The man in the hat waved Joe over. The second man was obviously subordinate to the large man and hung back to stay out of the way and observe.
Joe put his pickup into park and let Daisy out. The dog followed him a few inches from his boot heels and kept her head down, sniffing the grass and sagebrush along the way.
The man in the cowboy hat, Burton Hanks, said he was a little surprised Joe didn’t know of him.
“I’m the guy who broke the Boone and Crockett record for a mule deer in Wyoming last fall,” Hanks said. “Scored 201 and three-eighths overall. Six points on the right side and five on the left. The inside spread was twenty-eight and a quarter,” he said proudly.
“No offense,” Joe said, “but I don’t pay much attention to records. I’m here because someone reported shots fired. I assume you’re the reporting party.”
Hanks was chastened, but said, “That’s me.”
“So,” Joe said, “who was shooting at whom?”
“Some third-world asshole shot at us!” Hanks bellowed, gesturing toward his pickup. “All we were doing was starting to cross that basin down there. Come look at this if you don’t believe me.”
Joe followed Hanks around the Avalanche.
“Here’s the evidence,” Hanks said, pointing at the small bullet hole in the metal sheeting of the rear bumper guard.
“Yup,” Joe said, leaning close to the bumper. The hole was clean and the bullet was likely lodged somewhere in the sidewall of the bed. “Eight inches lower and it would have hit the tire,” Joe said.

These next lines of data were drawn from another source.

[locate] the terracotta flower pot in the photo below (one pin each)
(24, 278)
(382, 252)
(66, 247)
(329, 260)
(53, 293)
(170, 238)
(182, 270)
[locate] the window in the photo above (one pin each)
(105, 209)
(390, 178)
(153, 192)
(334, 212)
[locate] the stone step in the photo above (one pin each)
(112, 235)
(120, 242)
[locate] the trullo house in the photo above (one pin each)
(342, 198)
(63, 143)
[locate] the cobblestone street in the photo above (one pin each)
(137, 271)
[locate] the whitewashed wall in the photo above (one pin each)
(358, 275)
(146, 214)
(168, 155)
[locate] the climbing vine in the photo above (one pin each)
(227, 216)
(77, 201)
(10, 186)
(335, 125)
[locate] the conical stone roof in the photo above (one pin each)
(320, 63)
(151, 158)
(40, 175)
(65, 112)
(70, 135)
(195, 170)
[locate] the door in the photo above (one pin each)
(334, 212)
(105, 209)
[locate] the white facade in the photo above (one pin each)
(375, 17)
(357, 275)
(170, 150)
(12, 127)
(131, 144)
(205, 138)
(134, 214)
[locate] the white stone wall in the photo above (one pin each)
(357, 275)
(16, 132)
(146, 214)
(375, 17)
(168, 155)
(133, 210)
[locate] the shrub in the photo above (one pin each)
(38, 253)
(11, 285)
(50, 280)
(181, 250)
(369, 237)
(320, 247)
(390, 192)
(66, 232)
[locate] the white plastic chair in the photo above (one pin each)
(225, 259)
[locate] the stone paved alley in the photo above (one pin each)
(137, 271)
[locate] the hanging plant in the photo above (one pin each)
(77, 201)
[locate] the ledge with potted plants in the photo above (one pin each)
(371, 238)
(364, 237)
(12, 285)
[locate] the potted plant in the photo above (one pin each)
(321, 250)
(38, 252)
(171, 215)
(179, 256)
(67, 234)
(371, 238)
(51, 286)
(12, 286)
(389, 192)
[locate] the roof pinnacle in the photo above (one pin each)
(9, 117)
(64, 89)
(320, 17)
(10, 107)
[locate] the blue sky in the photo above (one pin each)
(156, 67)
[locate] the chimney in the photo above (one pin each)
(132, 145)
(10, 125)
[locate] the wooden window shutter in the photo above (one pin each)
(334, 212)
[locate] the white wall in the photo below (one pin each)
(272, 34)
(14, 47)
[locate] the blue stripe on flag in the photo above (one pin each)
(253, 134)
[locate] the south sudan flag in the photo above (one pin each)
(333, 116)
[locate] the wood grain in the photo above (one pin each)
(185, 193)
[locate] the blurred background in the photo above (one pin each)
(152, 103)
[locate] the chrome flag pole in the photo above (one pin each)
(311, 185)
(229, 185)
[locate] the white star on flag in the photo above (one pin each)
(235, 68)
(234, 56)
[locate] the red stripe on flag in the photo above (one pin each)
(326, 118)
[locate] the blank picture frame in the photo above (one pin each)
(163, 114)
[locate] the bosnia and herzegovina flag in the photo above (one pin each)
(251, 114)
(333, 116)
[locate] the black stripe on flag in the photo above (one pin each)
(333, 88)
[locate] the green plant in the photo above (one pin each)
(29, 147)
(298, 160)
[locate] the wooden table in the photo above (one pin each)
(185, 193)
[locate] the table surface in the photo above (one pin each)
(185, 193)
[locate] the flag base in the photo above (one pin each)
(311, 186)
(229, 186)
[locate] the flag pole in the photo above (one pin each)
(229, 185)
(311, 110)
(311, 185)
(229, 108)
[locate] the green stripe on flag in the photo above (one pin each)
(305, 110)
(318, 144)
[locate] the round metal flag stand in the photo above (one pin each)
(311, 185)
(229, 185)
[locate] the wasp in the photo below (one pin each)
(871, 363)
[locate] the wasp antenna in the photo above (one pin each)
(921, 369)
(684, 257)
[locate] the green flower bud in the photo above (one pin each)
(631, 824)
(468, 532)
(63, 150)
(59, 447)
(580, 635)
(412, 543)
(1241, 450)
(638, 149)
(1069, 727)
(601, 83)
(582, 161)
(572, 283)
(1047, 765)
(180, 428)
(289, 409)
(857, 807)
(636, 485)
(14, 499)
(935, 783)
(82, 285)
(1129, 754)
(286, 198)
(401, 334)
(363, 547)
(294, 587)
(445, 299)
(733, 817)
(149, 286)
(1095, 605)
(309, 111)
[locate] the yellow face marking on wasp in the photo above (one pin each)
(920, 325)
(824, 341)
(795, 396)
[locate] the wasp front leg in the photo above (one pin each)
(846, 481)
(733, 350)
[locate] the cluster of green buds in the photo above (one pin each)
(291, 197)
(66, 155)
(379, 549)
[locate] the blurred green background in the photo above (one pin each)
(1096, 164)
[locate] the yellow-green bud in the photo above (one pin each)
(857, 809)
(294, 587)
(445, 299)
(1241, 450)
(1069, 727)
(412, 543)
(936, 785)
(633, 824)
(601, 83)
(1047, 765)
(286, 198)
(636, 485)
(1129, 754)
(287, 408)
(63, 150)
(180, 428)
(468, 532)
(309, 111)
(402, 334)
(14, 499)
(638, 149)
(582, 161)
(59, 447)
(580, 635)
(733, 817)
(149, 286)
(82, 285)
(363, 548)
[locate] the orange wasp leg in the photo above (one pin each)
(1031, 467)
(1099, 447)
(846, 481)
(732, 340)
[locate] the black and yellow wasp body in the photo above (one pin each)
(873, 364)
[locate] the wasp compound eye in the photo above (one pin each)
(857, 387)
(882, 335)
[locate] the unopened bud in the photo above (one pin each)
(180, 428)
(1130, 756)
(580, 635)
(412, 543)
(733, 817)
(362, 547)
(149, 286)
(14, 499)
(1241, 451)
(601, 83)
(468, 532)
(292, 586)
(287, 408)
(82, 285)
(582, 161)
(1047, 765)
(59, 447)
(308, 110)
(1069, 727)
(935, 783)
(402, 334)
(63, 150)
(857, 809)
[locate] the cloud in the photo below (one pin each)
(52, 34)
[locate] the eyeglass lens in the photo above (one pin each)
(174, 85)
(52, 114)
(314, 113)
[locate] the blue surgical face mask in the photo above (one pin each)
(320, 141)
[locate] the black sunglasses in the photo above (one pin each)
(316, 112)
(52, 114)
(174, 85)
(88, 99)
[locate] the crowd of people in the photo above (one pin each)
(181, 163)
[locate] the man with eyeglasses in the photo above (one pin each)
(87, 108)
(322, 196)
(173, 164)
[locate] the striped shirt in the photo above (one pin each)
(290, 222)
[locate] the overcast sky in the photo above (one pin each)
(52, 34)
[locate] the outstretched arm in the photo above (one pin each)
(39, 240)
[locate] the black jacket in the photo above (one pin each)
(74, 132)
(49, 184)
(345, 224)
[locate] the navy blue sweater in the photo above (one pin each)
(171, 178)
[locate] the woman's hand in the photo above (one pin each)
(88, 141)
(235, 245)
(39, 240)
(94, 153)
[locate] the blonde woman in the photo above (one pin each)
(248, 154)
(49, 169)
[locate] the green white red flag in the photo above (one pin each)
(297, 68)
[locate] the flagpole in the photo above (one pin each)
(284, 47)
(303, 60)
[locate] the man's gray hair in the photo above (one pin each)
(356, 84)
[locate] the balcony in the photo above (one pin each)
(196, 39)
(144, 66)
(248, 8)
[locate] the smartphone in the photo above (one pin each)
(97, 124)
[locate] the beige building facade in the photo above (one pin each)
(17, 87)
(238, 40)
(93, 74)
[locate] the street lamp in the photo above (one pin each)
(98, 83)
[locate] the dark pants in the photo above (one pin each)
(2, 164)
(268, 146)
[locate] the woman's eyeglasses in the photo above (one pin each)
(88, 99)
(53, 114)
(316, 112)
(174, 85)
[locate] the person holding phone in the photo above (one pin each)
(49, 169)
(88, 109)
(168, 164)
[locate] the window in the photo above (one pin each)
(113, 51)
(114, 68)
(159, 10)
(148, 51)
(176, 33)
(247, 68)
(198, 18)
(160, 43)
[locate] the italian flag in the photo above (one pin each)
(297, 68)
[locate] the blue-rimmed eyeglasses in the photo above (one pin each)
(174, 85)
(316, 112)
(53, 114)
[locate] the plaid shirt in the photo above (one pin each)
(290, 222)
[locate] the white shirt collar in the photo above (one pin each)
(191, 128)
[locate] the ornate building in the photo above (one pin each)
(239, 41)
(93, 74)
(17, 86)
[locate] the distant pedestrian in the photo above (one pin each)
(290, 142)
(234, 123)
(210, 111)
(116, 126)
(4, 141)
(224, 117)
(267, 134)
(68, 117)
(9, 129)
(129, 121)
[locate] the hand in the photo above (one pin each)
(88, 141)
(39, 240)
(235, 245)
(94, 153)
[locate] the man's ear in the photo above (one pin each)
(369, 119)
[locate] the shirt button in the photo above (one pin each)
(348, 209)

“And five inches higher and it might have punctured the fuel line and blown us to kingdom come,” Hanks added. “Here, there’s another one,” he said, pressing his index finger against a second hole in the sidewall a few feet in back of the cab. The bullet had pierced the outside sheet metal and exited on the top rail of the pickup bed, leaving angry sharp tongues of steel. Which meant the shot had been fired from a lower elevation than the truck at the time, Joe thought.
“Let me get a couple of pictures,” Joe said, returning to his own truck for his digital camera. “Did you get a look at who did the shooting?”
“Hell yes,” Hanks said. “And you can put away that camera, Warden. I can point you at who shot at us and you can go down there and arrest him right now.”
Joe said, “You mean he’s still there?”